Methods : Data were collected on 24 patients and 25 age-matched healthy controls. fERG data were collected under both light- and dark-adapted conditions, using a range of flash intensities, backgrounds, and temporal frequencies. The primary fERG variables of interest were a-wave activity (reflecting photoreceptor response), b-wave activity (reflecting primarily bipolar cell activity) and the photopic negative response (PhNR) (reflecting ganglion cell activity). The primary pERG variables of interest were magnitude, magnitude D, and the magnitude D/magnitude ratio for low and high contrast stimuli.

Results : On photopic fERG tests, schizophrenia patients demonstrated significantly weaker photoreceptor response when a flash was presented against an unlit background (p<.05), and during a steady-state flicker test (p<.005). On scotopic tests, the rate of response gain per unit of intensity increase was significantly weaker for patients than controls (group x condition interaction p=.001). In both light- and dark-adapted conditions, patients demonstrated weaker signaling of bipolar cells (ps < .005). The schizophrenia group was also characterized by a weaker PhNR (p<.05). Multiple tests' a- and b- wave amplitudes were related to behavioral contrast sensitivity impairments in the schizophrenia group (ps < .05 or .001), but not to visual acuity or contour integration. The groups did not differ significantly on pERG variables. For patients only, significant relationships were observed between poorer contour integration and reduced pERG amplitudes and longer latencies (all ps either < .05 or .001). For controls only, higher pERG values were related to better near and far visual acuity (ps < .05 or .01).

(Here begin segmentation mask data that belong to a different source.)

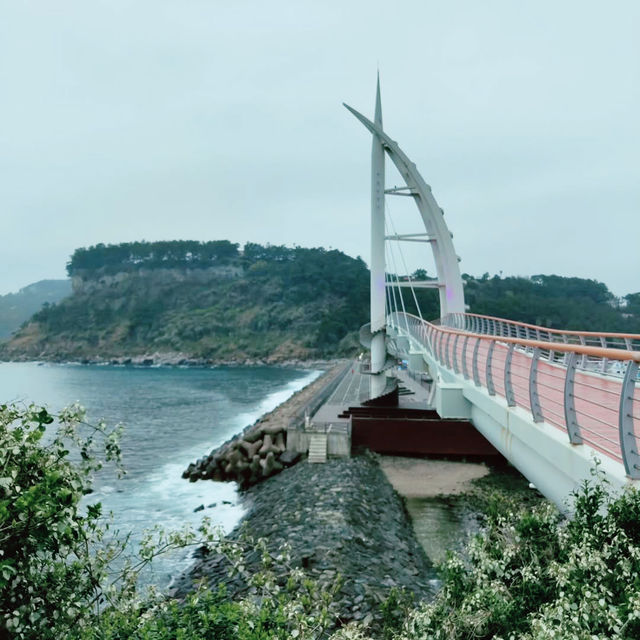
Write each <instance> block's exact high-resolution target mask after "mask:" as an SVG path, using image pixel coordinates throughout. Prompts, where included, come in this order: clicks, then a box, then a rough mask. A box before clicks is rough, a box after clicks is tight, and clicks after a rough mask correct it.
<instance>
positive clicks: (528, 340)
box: [388, 313, 640, 479]
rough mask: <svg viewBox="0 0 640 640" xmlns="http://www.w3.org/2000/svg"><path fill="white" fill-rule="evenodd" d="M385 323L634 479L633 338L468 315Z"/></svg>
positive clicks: (634, 382) (635, 366) (462, 374)
mask: <svg viewBox="0 0 640 640" xmlns="http://www.w3.org/2000/svg"><path fill="white" fill-rule="evenodd" d="M388 324H389V325H390V326H391V327H393V329H394V330H395V332H396V333H397V334H398V335H400V336H406V337H407V338H409V340H410V341H411V342H412V343H413V345H412V347H413V348H414V349H415V348H418V349H423V350H425V351H427V352H428V353H430V354H431V356H432V357H433V358H435V360H437V361H438V363H439V364H440V365H441V366H444V367H446V368H447V369H449V370H451V371H452V372H453V373H455V374H457V375H460V376H462V377H463V378H464V379H465V380H469V381H470V382H473V384H475V386H478V387H483V388H484V389H486V391H487V392H488V393H489V395H498V396H501V397H502V398H504V399H505V400H506V402H507V405H508V406H510V407H520V408H522V409H524V410H525V411H528V412H530V413H531V416H532V418H533V421H534V422H546V423H548V424H550V425H552V426H554V427H556V428H558V429H560V430H562V431H563V432H564V433H566V435H567V437H568V439H569V441H570V442H571V443H572V444H575V445H580V444H582V443H586V444H588V445H590V446H591V447H593V448H594V449H595V450H596V451H598V452H599V453H601V454H602V455H605V456H607V457H608V458H611V459H613V460H616V461H618V462H620V463H622V464H624V467H625V471H626V473H627V475H628V476H629V477H631V478H634V479H638V478H640V454H639V453H638V450H639V446H640V384H636V383H637V382H638V370H639V363H640V349H638V348H637V347H636V345H638V344H640V336H637V335H628V336H626V335H623V334H611V333H604V334H592V333H587V332H562V331H557V330H553V329H545V328H543V327H536V326H535V325H525V324H523V323H512V322H509V321H506V320H501V319H499V318H490V317H487V316H474V315H471V314H451V315H450V316H449V317H447V318H444V319H443V320H442V321H441V323H440V324H435V323H431V322H426V321H424V320H421V319H420V318H418V317H416V316H413V315H411V314H407V313H393V314H390V316H389V317H388ZM456 325H457V326H456ZM474 329H477V331H476V330H474ZM538 330H539V333H538ZM592 336H593V337H595V336H598V338H603V339H604V340H606V346H603V343H602V341H601V340H600V339H599V340H598V342H597V343H594V342H593V340H592V339H591V337H592ZM616 340H617V341H616ZM620 340H621V341H620ZM614 344H615V345H616V346H612V345H614ZM622 344H624V345H625V346H624V347H622V346H621V345H622ZM634 347H636V348H634Z"/></svg>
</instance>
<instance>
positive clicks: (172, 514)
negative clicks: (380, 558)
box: [0, 362, 321, 589]
mask: <svg viewBox="0 0 640 640" xmlns="http://www.w3.org/2000/svg"><path fill="white" fill-rule="evenodd" d="M320 373H321V372H320V371H317V370H303V369H291V368H281V367H266V366H259V367H241V366H238V367H227V366H220V367H212V368H179V367H135V366H114V365H103V366H101V365H80V364H51V363H34V362H30V363H0V403H5V402H16V403H21V404H30V403H35V404H38V405H43V406H46V407H47V408H48V409H49V410H50V411H51V412H54V413H55V412H58V411H60V409H62V408H63V407H65V406H67V405H70V404H72V403H74V402H79V403H80V404H81V405H83V406H84V407H85V408H86V410H87V422H89V423H95V422H97V421H98V420H105V421H106V423H107V425H115V424H117V423H123V424H124V427H125V429H124V434H123V436H122V440H121V446H122V453H123V463H124V467H125V469H126V472H127V473H126V475H125V476H124V477H123V478H121V479H118V477H117V475H116V474H115V472H114V470H113V469H112V468H105V469H104V470H103V471H101V472H99V473H98V474H97V475H96V477H95V478H94V485H93V488H94V491H93V493H91V494H89V495H88V496H86V497H85V499H84V501H83V507H86V505H87V504H93V503H97V502H99V503H101V505H102V509H103V513H105V514H112V516H111V518H112V525H111V528H112V530H113V531H117V532H119V533H118V535H120V536H121V537H123V538H124V537H127V536H128V537H129V547H128V551H129V552H130V553H135V551H136V548H137V545H138V543H139V541H140V539H141V538H142V536H143V535H144V532H145V531H146V530H149V529H151V528H153V527H154V526H156V525H160V526H161V527H163V528H165V529H166V530H168V531H171V530H176V529H179V528H182V527H184V526H185V525H192V526H194V527H195V526H197V525H198V524H199V523H200V521H201V519H202V516H203V515H207V516H209V517H210V518H211V520H212V521H213V523H214V524H216V525H219V526H220V527H221V528H222V529H223V530H224V531H225V532H228V531H230V530H231V529H233V527H235V525H236V524H237V523H238V522H239V520H240V518H241V517H242V515H243V507H242V504H241V502H240V500H239V497H238V494H237V491H236V488H235V484H234V483H222V482H212V481H201V482H195V483H191V482H188V481H187V480H183V479H182V477H181V475H182V472H183V470H184V469H185V468H186V467H187V465H188V464H189V463H190V462H194V461H195V460H196V459H197V458H200V457H202V456H204V455H208V453H209V452H210V451H211V450H212V449H213V448H215V447H217V446H219V445H220V444H222V443H223V442H225V441H226V440H228V439H229V438H230V437H232V436H233V435H235V434H236V433H238V432H239V431H241V430H242V429H243V428H244V427H245V426H247V425H249V424H252V423H253V422H254V421H255V420H256V419H258V418H259V417H260V416H261V415H262V414H264V413H266V412H268V411H271V410H272V409H274V408H275V407H276V406H277V405H279V404H280V403H281V402H283V401H285V400H286V399H287V398H289V397H290V396H291V395H292V394H293V393H295V392H296V391H297V390H299V389H301V388H302V387H304V386H306V385H307V384H309V383H310V382H312V381H313V380H315V379H316V378H317V377H318V376H319V375H320ZM202 507H204V509H202ZM191 554H192V550H189V551H187V550H181V551H179V552H174V553H172V554H169V555H167V556H162V557H160V558H158V559H156V560H155V561H154V563H153V565H152V567H151V568H149V569H148V570H147V571H146V572H145V573H144V574H143V576H142V581H143V582H144V583H153V584H155V585H156V586H157V587H158V588H160V589H164V588H167V587H168V586H169V585H170V582H171V579H172V577H174V576H176V575H177V574H179V573H180V572H182V571H184V570H185V569H186V568H188V566H189V564H190V562H191Z"/></svg>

Conclusions : These data suggest that both reduced signaling of photoreceptor and bipolar cells, as well as attenuated response gain, are associated with schizophrenia. Both rod and cone responses appear to be affected, and these changes may be related to the contrast sensitivity reduction in this group. The issue of ganglion cell function in schizophrenia is less clear, but its relationships to contour integration warrant further study.

This is an abstract that was submitted for the 2017 ARVO Annual Meeting, held in Baltimore, MD, May 7-11, 2017.